14. Briefly spin in a centrifuge, and separate the beads and buffer on a magnetic stand.
15. Transfer the supernatant (captured DNA) to a new 1.5-ml microfuge tube.
16. Add 50 μl of SureSelect Neutralization Buffer to the captured DNA and mix briefly.
17. Purify the sample using 180 μl of homogenous AMPure XP beads following the instruction and elute in 30 μl nuclease-free water.
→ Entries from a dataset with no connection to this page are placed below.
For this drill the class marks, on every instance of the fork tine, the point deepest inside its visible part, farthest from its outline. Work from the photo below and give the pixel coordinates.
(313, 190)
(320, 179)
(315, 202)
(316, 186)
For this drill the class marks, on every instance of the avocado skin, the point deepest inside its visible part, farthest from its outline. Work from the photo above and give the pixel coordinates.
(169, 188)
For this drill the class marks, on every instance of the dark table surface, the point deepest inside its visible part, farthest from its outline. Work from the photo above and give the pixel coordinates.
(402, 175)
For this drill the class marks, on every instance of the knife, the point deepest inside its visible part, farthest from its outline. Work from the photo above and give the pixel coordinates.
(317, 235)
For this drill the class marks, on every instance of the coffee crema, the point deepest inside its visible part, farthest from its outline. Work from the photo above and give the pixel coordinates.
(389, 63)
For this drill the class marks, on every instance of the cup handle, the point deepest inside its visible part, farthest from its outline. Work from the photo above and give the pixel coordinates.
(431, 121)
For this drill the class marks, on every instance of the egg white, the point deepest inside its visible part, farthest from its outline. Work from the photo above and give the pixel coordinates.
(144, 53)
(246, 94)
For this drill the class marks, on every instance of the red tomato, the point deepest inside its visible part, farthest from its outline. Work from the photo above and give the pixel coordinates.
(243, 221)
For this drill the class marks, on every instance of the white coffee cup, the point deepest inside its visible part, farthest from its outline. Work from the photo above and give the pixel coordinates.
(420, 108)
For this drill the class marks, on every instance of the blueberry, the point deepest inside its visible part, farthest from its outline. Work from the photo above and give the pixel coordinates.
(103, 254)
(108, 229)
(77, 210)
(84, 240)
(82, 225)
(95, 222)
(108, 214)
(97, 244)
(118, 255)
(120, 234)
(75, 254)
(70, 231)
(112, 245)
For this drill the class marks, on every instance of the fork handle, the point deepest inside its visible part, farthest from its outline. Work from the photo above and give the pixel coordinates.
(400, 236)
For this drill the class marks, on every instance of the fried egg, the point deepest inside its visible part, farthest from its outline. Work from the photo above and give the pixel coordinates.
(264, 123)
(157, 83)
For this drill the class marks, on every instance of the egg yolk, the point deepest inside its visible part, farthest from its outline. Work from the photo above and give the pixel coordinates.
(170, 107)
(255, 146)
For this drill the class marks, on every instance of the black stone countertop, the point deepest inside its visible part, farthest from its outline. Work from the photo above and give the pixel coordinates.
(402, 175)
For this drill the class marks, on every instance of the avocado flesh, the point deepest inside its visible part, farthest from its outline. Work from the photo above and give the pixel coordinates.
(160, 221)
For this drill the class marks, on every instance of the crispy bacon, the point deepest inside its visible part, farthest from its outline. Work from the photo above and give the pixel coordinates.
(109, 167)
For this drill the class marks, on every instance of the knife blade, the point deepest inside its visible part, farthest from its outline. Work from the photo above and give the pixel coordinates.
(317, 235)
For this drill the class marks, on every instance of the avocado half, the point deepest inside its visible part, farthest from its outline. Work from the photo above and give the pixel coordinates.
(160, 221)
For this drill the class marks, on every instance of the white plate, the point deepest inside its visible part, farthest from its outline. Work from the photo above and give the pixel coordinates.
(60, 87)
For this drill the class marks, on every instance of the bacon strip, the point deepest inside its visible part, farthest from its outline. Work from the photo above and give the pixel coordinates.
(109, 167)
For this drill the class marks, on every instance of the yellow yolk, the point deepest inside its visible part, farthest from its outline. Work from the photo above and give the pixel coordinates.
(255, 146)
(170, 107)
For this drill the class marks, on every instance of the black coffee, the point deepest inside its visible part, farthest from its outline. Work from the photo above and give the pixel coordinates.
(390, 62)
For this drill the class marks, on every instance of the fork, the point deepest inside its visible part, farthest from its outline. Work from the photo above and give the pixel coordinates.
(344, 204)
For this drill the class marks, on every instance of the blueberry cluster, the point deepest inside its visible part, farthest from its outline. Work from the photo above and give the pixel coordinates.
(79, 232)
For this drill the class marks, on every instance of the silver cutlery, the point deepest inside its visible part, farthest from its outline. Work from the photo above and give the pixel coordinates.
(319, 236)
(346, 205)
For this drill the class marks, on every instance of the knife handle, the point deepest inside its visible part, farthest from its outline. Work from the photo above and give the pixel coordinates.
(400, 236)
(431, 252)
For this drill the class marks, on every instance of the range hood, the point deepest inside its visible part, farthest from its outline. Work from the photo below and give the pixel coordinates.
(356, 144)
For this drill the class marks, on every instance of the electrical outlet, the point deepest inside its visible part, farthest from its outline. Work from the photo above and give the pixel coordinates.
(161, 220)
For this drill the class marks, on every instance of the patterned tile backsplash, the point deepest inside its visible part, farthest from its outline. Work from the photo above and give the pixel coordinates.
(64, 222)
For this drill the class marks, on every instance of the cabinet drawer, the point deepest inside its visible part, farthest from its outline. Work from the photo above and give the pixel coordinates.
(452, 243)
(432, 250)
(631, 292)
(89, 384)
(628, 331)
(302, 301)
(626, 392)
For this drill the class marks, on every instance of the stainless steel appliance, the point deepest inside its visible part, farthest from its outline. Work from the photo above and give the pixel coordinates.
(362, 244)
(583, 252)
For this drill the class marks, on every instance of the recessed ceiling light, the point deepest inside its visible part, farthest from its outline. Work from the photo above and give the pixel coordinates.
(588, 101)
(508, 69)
Post-hybridization Amplification

1. Prepare the reaction mix on ice. Mix well on a vortex mixer.
2. Add 15 μl of DNA sample to 35 μl of the reaction mix.
3. Mix by pipetting, put the tube in a thermal cycler, and run the program
4. Purify the sample using 90 μl of homogenous AMPure XP beads and elute in 30 μl nuclease-free water following the instruction.
5. Assess quality and quantity.
6. Determine the concentration of the sample by integration under the peak.
7. The electropherogram should show a peak in the size range of approximately 300–400 nucleotides.
8. Do additional quantification by real-time PCR

Cluster Generation

1. Dilute and denature the libraries at 8 pM (∼1.6 pg/ul of 300 bp DNA) using 0.1 N NaOH.
2. Thaw and prepare the reagents following the instruction of Illumina Cluster Generation Kit.
3. Open and run appropriate recipe on the cluster station.
4. Follow recipe prompts to load flow cell.
5. Follow recipe prompts to load reagents.
6. Complete the cluster generation steps: hybridization, amplifi­cation, linearization, blocking, and primer hybridization.
7. Take the flow cell for sequencing.

Sequencing

1. Perform a pre-run wash step on sequencer.
2. Thaw and prepare sequencing reagent following the instruction from Sequencing Kit.
3. Load sequencing reagent.
4. Prime positions on the genome analyzer.
5. Clean and install prism and flow cell.
6. Check for proper reagent delivery and apply oil.
7. Perform read 1 first-base incorporation and auto-calibration.
8. Check quality metrics.
9. Continue the run for desired number of cycles.

Reference:

1. Priya R R, Rajasimha H K, Brooks M J, et al. Exome sequencing: capture and sequencing of all human coding regions for disease gene discovery. Retinal Development: Methods and Protocols, 2012: 335-351.